Sotto l’ulteriore chiosa del direttore.

 

Ciao Federico,

prima di tutto una precisazione: non ho scambiato i tweet che hai fatto dalla Leopolda per militanza incondizionata. Tutt’altro: come nella migliore tradizione di quei reportage americani che ci hanno cresciuti e che ci hanno avvicinato alla lettura e alla conoscenza di un mondo, tu sei stato l’unico tra quelli che ho letto ad aver aggiunto anche un po’ di colore, mettendo in luce che quella dello scorso weekend fosse non solo una manifestazione politica ma la vetrina di un modo d’essere e di vedere le cose nuovo e diverso, nei consumi culturali e – perché no, è pure quella cultura – nel look. Io fossi stato lì avrei fatto lo stesso.

Detto questo, altre due cose: non faccio politica e non mi piace la proposta politica di Renzi.

Il problema secondo me sta nel discorso che fai sugli “stili di vita”. Il mio avere un Ipad e un Mac (e il frigo della Smeg identico a quello della Leopolda, regalo di mammà) mi avvicina tanto a Renzi quanto ai romani che si sono messi in fila da Trony per gli sconti, bloccando il traffico settimana scorsa. Che sia reale o aspirazionale, ideologizzata o aspramente criticata, questa omologazione dei consumi più contemporanei e progressisti, non può e non deve essere l’unico tratto distintivo di una presunta futura classe dirigente. Mtv, Steve Jobs, Facebook e i mitici baretti berlinesi ci rendono come dici tu “sereni, capaci e soddisfatti di esserlo”, ma non in grado di cambiare le cose. Sarò pessimista, ma non penso che un Wiki Pd possa essere meglio di un normale Pd.

Quanto alle critiche su Renzi, la questione non è essere fighetti o meno, quella è solo una questione di forma. Una bellissima forma, liscia, ultrasottile, ipertecnologica, touch screen, ma appunto forma. L’hardware verrà, ma per ora non l’ho visto.

Con affetto, Giovanni

 

 

Caro Giovanni,

Grazie per la rettifica. Prendo atto che il paninari era più per chi è salito sul palco che per noi.

Per il resto in realta’ il pezzo, tranne il finale, l’ho scritto prima di leggere il tuo, dopo un weekend di velati insulti e ironie di amici e conoscenti perché sono andato da quel fighetto di Renzi.

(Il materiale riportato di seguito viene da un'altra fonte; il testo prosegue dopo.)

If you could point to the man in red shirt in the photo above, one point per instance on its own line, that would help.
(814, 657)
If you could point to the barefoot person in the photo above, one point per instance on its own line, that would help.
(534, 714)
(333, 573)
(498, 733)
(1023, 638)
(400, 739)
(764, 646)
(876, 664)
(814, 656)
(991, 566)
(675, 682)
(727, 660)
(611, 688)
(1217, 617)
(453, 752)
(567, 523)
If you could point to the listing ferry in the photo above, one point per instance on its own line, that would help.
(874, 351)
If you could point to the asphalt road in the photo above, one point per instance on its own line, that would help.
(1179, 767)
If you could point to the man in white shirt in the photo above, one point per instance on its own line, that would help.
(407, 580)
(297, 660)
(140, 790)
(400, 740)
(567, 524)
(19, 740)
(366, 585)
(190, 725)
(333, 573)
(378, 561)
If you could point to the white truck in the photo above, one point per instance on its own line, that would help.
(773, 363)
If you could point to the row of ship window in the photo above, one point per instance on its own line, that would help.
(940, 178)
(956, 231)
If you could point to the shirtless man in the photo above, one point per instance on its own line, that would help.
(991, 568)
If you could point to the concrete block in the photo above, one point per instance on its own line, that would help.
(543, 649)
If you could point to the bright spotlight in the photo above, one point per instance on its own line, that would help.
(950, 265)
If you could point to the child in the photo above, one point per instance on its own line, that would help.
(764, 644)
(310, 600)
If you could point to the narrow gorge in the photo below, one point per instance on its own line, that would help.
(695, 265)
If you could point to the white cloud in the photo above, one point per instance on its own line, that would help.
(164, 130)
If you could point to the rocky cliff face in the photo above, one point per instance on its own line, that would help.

La critica al software la trovo ridicola, incoerente e fuori tempo massimo.
Sarebbe bello iniziare a confrontarsi sull’hardware che, capisco non faccia piacere ammetterlo, c’e’ eccome.
Come ha fatto notare da poco Christian Rocca sul suo blog (e non solo lui), si stanno delineando nel centrosinistra due visioni contrapposte, culturalmente ancora prima che politicamente: una socialista, libertaria, statalista, che sostiene che al centro di tutto vadano messi i diritti, a costo di rallentare. Ed è quella che sostengono, con sfumature diverse, Camusso, Vendola, Bersani. Poi ne esiste un’altra che possiamo definire liberale e che mira ad accelerare e a semplificare, mettendo insieme pubblico e privato, e che sostiene che al centro di tutto vadano messe le opportunità, coi rischi che cio’ comporta. Ed è la linea di Renzi e in parte di Chiamparino (due che proprio male male non hanno fatto).
Su questo si dovrebbe litigare costruttivamente, non sull’iPad, lo Smeg e Steve Jobs (che Dio li benedica).